If you’re considering bankruptcy as a form of debt elimination, but feel you would like to pay back part of your debts, you could consider filing for Chapter 13 bankruptcy. The Chapter 13 bankruptcy allows the debtor to come up with a feasible 3 to 5 year payment plan to pay back part or all of their debts. The good thing about Chapter 13 is it gives the debtor the power of the legal system to make sure the creditors don’t change the rules midstream. That is a problem with debt consolidation, many times halfway through the payment process the creditor changes the rules and asks for more. When filing Chapter 13 bankruptcy, the debtor gets to hide behind the automatic stay. The automatic stay stops all contact from the creditors and keeps them on a short leash.
If it’s impossible for the debtor to pay back any of the debts, Chapter 7 bankruptcy is for them. Filing a Chapter 7 bankruptcy will wipe out all unsecured debts, including, credit cards and payday loans. After filing bankruptcy the automatic stay is put in place stopping creditors from any collection attempts. The automatic stay also will stop foreclosure, wage garnishments and lawsuits.

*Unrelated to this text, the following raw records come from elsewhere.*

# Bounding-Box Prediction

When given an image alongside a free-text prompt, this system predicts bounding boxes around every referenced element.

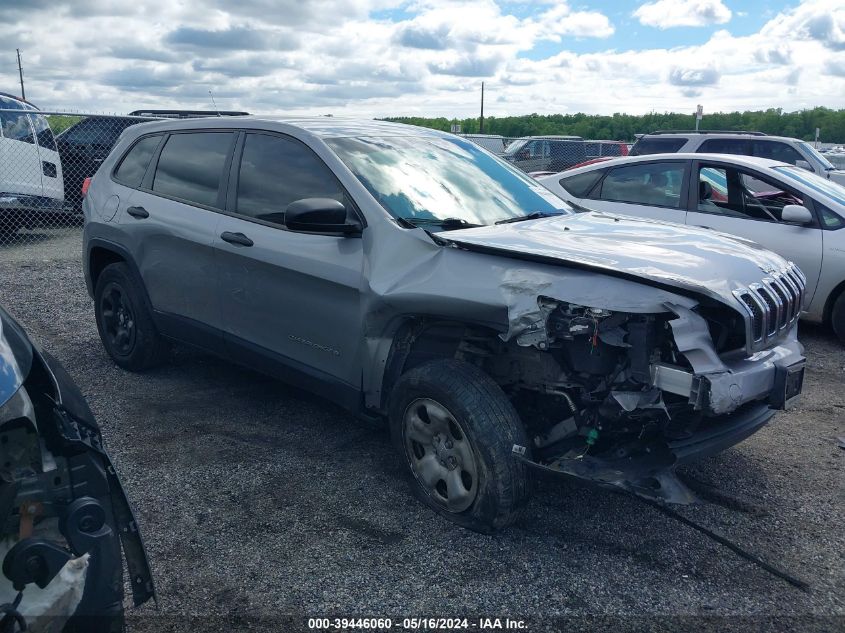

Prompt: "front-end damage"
[462,268,806,504]
[0,307,154,630]
[360,213,807,506]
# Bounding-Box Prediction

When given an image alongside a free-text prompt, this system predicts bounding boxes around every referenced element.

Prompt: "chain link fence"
[461,133,629,176]
[0,96,159,251]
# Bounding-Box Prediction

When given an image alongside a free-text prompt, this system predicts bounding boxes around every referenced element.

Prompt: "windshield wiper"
[495,211,565,225]
[398,217,484,230]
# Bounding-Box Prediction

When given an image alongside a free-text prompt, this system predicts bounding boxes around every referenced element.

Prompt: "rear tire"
[831,291,845,345]
[389,359,532,533]
[94,263,169,371]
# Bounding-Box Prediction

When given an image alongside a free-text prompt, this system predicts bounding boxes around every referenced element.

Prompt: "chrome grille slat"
[767,278,789,330]
[779,273,800,321]
[735,263,805,353]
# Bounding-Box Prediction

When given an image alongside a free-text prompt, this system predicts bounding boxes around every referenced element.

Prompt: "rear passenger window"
[236,133,348,227]
[115,136,161,187]
[152,132,232,207]
[629,137,686,156]
[697,139,749,155]
[598,162,685,208]
[559,170,604,197]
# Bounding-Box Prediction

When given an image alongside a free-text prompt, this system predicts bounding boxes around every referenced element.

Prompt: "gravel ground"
[0,233,843,632]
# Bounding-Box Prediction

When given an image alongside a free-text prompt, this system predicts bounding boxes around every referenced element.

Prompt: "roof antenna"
[208,90,221,117]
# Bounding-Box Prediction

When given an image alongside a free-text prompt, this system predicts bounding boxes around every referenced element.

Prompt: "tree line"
[383,107,845,143]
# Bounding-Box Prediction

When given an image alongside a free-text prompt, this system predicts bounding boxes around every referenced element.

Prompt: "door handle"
[220,231,254,247]
[126,206,149,219]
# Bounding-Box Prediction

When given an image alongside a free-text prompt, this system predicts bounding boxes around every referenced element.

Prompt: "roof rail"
[647,130,767,136]
[128,109,250,118]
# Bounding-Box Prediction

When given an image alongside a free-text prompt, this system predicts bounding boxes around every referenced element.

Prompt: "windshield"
[773,165,845,206]
[799,142,835,171]
[326,135,571,227]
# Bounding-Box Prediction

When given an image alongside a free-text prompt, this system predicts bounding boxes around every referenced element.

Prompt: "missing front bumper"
[517,402,776,504]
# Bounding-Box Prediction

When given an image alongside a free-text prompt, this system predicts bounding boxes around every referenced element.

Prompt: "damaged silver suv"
[82,118,806,533]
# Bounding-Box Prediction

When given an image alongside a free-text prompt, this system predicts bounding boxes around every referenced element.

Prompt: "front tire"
[94,263,169,371]
[389,359,532,533]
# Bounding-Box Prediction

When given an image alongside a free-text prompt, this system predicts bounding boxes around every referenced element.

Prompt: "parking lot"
[1,232,843,632]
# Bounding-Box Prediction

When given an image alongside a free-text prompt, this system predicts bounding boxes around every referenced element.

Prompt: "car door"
[581,159,690,223]
[686,160,823,304]
[29,113,63,207]
[119,130,235,346]
[0,101,43,201]
[215,131,365,393]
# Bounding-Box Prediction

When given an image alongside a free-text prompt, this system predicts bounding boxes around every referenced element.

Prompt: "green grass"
[45,115,83,134]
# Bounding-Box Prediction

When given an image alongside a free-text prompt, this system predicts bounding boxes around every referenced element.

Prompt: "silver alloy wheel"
[402,398,479,512]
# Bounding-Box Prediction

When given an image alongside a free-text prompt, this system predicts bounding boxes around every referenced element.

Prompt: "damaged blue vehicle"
[0,305,153,631]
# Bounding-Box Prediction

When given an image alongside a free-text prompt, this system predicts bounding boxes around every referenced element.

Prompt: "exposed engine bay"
[461,297,805,503]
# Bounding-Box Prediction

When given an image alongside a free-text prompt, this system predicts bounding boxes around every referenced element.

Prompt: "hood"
[439,212,792,310]
[0,306,33,409]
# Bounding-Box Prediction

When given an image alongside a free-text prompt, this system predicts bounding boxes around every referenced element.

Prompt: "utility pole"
[16,49,25,101]
[479,82,484,134]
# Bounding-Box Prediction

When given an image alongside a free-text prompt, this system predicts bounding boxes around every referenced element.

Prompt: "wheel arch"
[86,239,154,315]
[373,316,504,414]
[823,278,845,325]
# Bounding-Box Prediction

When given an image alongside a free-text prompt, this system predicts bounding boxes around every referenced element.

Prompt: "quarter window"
[236,133,348,227]
[559,170,604,198]
[115,136,162,187]
[597,162,685,208]
[814,202,844,229]
[152,132,233,208]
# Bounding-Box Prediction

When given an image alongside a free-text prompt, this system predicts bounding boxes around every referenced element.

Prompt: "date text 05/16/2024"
[308,618,528,630]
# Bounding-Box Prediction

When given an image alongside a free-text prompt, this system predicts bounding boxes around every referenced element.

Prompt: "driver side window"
[236,133,349,228]
[697,165,806,222]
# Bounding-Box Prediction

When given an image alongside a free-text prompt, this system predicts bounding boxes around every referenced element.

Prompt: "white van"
[0,92,64,234]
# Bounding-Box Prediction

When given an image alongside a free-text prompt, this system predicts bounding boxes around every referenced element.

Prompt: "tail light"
[619,142,629,156]
[81,177,92,198]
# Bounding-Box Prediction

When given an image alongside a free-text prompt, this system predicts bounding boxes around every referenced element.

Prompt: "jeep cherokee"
[82,117,806,533]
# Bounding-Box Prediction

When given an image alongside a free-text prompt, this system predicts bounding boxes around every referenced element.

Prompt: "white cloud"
[538,3,615,39]
[634,0,732,29]
[0,0,842,118]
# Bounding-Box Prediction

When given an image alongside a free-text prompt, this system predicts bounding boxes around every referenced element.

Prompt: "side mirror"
[781,204,813,225]
[795,159,813,172]
[285,198,361,235]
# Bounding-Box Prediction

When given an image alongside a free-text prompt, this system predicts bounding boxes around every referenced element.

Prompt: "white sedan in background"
[539,153,845,342]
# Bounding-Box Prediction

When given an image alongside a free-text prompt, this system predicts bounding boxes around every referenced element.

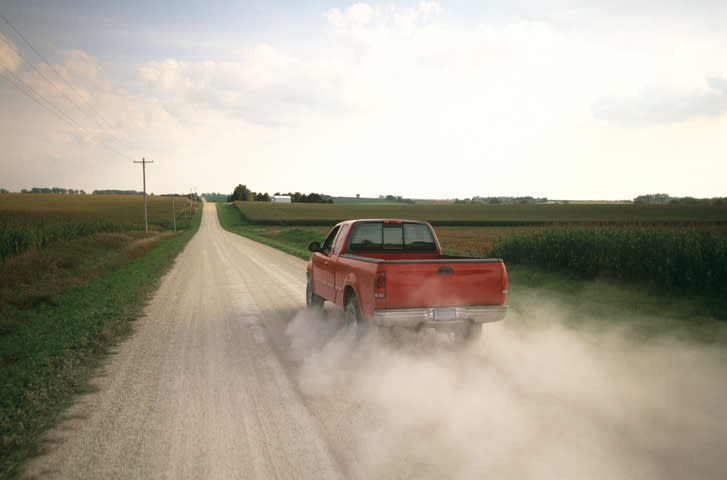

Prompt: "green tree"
[228,184,253,202]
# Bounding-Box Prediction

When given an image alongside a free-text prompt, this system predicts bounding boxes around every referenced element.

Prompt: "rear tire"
[306,275,324,309]
[345,295,362,327]
[343,295,369,342]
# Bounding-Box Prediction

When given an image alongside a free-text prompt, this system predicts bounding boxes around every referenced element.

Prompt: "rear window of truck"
[348,222,438,252]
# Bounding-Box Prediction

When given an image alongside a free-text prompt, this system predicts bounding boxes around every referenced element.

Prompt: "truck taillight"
[374,271,386,298]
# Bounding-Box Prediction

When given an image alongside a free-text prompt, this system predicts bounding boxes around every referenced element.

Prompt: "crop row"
[0,194,199,259]
[0,193,195,225]
[233,201,727,225]
[0,213,132,260]
[489,227,727,293]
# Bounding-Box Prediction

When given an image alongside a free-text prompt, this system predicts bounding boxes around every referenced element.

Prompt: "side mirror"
[308,241,321,252]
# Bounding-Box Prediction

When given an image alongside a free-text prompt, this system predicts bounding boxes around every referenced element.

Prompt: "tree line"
[455,196,549,205]
[18,187,88,194]
[633,194,727,205]
[227,184,333,203]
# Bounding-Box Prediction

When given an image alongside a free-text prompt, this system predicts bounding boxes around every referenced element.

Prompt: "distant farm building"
[272,195,291,203]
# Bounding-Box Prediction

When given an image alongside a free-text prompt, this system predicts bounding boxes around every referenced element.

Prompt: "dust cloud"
[286,294,727,480]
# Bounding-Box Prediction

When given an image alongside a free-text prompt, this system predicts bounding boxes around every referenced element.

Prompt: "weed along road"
[23,202,727,479]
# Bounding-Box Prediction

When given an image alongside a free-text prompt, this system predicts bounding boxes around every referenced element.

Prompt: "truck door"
[330,224,350,304]
[311,225,340,300]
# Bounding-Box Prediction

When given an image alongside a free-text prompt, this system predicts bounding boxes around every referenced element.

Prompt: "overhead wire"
[0,12,117,131]
[0,14,138,162]
[0,58,135,162]
[0,58,85,130]
[0,30,108,131]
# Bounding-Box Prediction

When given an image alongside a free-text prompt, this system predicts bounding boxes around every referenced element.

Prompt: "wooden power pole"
[134,157,153,232]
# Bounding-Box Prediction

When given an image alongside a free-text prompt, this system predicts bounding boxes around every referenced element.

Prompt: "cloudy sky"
[1,1,726,200]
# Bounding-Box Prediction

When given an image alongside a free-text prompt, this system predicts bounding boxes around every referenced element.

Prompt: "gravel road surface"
[22,202,727,479]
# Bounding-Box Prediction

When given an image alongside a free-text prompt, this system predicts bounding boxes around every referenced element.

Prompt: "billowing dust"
[286,294,727,479]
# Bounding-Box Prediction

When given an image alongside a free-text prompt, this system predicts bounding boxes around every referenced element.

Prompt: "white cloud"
[593,77,727,124]
[418,1,442,19]
[325,3,375,29]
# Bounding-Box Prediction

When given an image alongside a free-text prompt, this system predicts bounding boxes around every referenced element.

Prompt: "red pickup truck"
[306,219,507,342]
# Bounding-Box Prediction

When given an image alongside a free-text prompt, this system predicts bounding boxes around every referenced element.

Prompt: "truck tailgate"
[382,259,506,309]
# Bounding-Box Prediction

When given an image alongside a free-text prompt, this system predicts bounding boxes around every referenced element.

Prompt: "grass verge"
[0,206,202,479]
[217,202,325,259]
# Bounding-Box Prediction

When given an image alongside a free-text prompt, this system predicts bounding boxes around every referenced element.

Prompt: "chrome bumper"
[374,305,507,328]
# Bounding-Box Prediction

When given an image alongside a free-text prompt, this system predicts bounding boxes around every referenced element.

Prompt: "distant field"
[233,201,727,226]
[0,193,197,259]
[0,193,195,226]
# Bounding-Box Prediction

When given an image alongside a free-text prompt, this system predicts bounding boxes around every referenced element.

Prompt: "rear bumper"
[374,305,507,328]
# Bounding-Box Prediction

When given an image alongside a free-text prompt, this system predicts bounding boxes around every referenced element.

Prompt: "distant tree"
[228,184,253,202]
[280,191,333,203]
[0,188,8,194]
[93,189,143,195]
[634,193,671,204]
[20,187,85,194]
[202,192,228,202]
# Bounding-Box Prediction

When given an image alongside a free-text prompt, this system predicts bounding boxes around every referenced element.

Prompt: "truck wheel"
[345,295,362,327]
[306,275,324,309]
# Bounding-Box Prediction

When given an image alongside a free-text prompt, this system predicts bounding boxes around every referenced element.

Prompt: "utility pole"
[171,195,176,232]
[133,157,153,232]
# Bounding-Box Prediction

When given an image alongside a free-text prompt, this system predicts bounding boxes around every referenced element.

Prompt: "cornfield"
[489,226,727,293]
[0,194,199,259]
[0,213,133,260]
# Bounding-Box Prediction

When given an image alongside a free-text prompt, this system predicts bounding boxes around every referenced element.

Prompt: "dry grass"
[435,226,540,256]
[0,232,164,322]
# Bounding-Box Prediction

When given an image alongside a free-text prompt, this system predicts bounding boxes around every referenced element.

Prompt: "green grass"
[217,202,324,259]
[0,206,202,479]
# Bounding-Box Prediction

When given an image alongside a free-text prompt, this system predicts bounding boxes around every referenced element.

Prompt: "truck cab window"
[348,221,438,252]
[383,225,403,249]
[349,223,383,251]
[320,226,340,254]
[333,224,350,254]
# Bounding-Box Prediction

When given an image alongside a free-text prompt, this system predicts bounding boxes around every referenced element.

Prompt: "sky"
[1,0,726,200]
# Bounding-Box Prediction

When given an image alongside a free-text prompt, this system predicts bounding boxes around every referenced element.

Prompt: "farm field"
[0,193,196,226]
[0,193,197,259]
[232,200,727,225]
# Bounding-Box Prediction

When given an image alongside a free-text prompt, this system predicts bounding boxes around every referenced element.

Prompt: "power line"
[0,62,135,162]
[0,12,116,131]
[0,32,107,131]
[0,13,136,161]
[0,59,83,130]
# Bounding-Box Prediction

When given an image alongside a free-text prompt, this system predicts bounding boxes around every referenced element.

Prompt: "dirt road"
[23,202,727,479]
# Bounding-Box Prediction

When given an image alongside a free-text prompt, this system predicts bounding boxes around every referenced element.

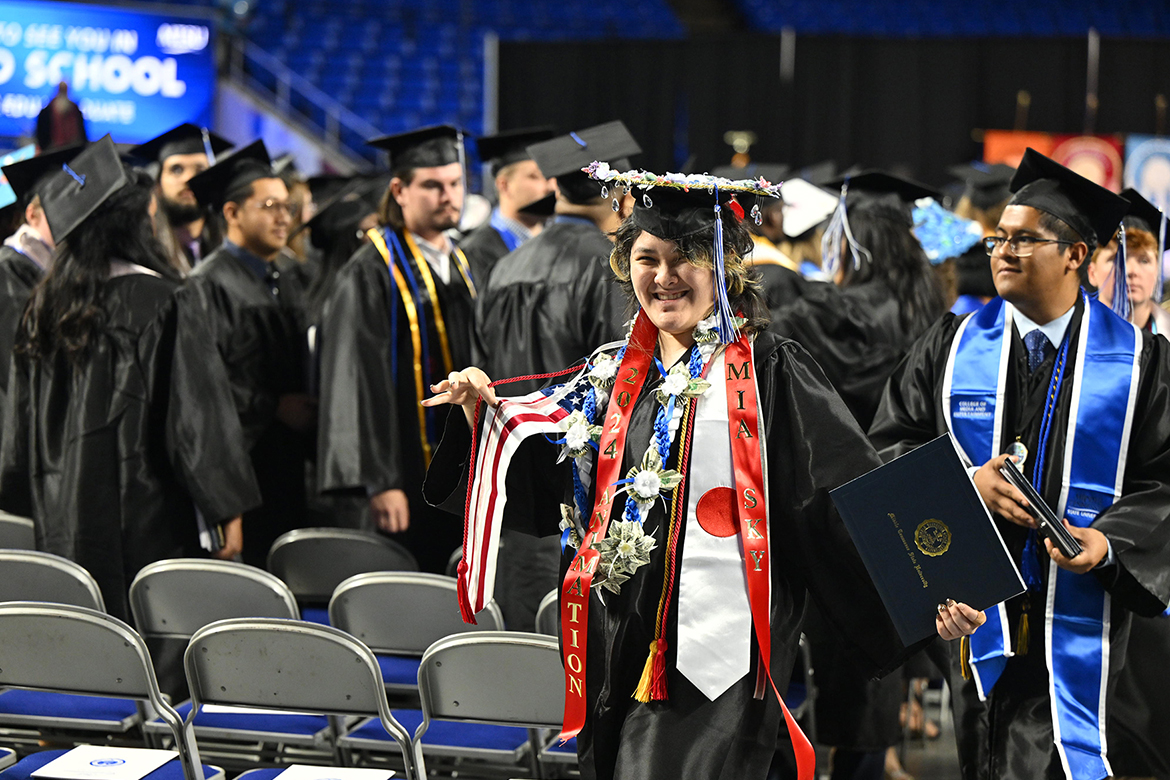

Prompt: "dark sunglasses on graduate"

The Chapter 7 bankruptcy is the king of all bankruptcies because it’s quick, fairly simple and there’s no payback to get a bankruptcy discharge. The only bills the debtor is responsible for is the ones that they choose to reaffirm like an automobile loan or a mortgage.
Having financial difficulties can be very stressful, but having a plan will make them easier to deal with. When problems arise, consult a bankruptcy attorney to see if now is the time to pull the trigger. When bankruptcy is used properly they could put the debtor on the path to becoming debt free.